INTERCAMBIOS Civil Association is a non governmental organization that has been working for 13 years in the study and care of drug-related problems and conceived this Conference like an effective mechanism of reunion of decision makers and policy planners, researchers and members of the civil society with the aim to improve the current drug control policy, increase their efficiency, feasibility and credibility.

Meanwhile, Graciela Touzé, president of Intercambios, warned of the consequences caused by the punitive policies in Latin America: “We refer to the isolation and disproportionate incarceration of drug users and “mules”; persecution and impoverishment of rural populations submitted to the forced eradication of crops without sustainable alternatives; to social violence and violations of basic human rights”, she pointed out.

The researcher also stressed “the advances that are emerging in different countries of the region, that are considering reforms to their legislations and action plans, which are developing more inclusive and integrated proposals to improve the care of problems associated with drugs”.

The conference is supported by the Ministry of Justice, Security and Human Rights of the Nation, the United Nations Office on Drugs and Crime (UNODC), the Pan-American Health Organization (PAHO), the Joint United Nations Program on HIV/AIDS (UNAIDS) and the International Drug Policy Consortium (IDPC) amongst other institutions. And it is also sponsored by the Latin American Initiative on Drugs and Democracy, the Open Society Institute Foundation, the Embassy of the Netherlands and the British Embassy in Buenos Aires and the National Agency of Scientific and Technological Promotion of Argentina.

Also participating in the inauguration of the Conference was Congresswoman Graciela Giannetasio, President of the Prevention of Addictions and Control of Narcotics Commission of the Chamber of Deputies.

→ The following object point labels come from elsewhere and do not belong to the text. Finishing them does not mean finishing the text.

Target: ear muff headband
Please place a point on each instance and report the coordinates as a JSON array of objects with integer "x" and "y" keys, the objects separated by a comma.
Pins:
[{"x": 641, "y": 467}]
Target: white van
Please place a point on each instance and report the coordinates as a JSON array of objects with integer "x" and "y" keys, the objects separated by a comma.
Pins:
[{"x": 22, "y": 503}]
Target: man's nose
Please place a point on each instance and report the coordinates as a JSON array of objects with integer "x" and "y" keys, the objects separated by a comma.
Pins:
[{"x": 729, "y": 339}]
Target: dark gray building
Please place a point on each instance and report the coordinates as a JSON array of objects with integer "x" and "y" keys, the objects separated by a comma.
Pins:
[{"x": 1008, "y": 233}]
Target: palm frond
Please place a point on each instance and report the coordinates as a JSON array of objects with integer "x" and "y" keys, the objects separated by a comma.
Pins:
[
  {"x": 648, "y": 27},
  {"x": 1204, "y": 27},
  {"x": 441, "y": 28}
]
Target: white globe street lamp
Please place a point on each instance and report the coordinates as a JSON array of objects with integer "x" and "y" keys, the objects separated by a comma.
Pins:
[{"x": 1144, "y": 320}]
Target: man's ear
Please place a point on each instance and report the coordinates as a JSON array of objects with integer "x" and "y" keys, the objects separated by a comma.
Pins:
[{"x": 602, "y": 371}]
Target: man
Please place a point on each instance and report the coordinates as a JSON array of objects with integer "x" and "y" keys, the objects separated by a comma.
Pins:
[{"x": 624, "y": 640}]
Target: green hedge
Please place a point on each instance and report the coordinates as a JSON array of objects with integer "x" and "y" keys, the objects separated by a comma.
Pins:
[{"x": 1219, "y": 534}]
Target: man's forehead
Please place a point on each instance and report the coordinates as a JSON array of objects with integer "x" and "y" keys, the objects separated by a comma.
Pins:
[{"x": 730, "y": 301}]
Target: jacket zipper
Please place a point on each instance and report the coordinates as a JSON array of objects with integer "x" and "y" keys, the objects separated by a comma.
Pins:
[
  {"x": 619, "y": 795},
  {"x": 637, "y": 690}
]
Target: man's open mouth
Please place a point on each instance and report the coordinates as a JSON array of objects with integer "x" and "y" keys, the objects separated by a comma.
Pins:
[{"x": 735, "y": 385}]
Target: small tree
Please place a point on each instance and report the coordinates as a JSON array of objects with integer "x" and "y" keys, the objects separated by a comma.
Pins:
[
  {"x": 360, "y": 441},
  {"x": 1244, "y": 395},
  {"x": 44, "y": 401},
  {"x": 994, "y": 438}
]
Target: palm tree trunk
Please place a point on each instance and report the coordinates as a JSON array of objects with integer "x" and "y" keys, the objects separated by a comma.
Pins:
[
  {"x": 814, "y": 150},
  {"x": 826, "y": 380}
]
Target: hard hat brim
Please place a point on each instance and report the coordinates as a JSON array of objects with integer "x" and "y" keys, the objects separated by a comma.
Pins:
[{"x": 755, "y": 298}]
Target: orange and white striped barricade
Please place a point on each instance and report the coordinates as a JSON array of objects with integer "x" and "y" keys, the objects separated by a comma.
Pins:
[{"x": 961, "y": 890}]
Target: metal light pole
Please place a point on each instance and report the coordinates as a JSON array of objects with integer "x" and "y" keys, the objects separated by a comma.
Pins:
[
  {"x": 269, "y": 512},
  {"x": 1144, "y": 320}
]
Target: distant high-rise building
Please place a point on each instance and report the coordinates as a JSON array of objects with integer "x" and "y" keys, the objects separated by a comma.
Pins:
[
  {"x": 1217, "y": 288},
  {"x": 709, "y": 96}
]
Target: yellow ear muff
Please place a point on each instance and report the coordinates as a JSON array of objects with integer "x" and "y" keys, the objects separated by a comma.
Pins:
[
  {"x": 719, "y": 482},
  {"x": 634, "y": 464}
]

The legislator called for a “health policy that involves a non-legal treatment”. Moreover, she expressed her concern to avoid that “the prosecution of the weakest links of the drug chain cover up corruption and drug-trafficking”.

The meeting aimed to bring about “an informed social debate with the goal to impulse non-punitive policy, founded on scientific evidence, that responds in an efficient manner to the diverse problems associated with drugs” and to generate an exchange at a regional level to “keep the map updated on the consumption of drugs, associated problems, policy and interventions in the region”.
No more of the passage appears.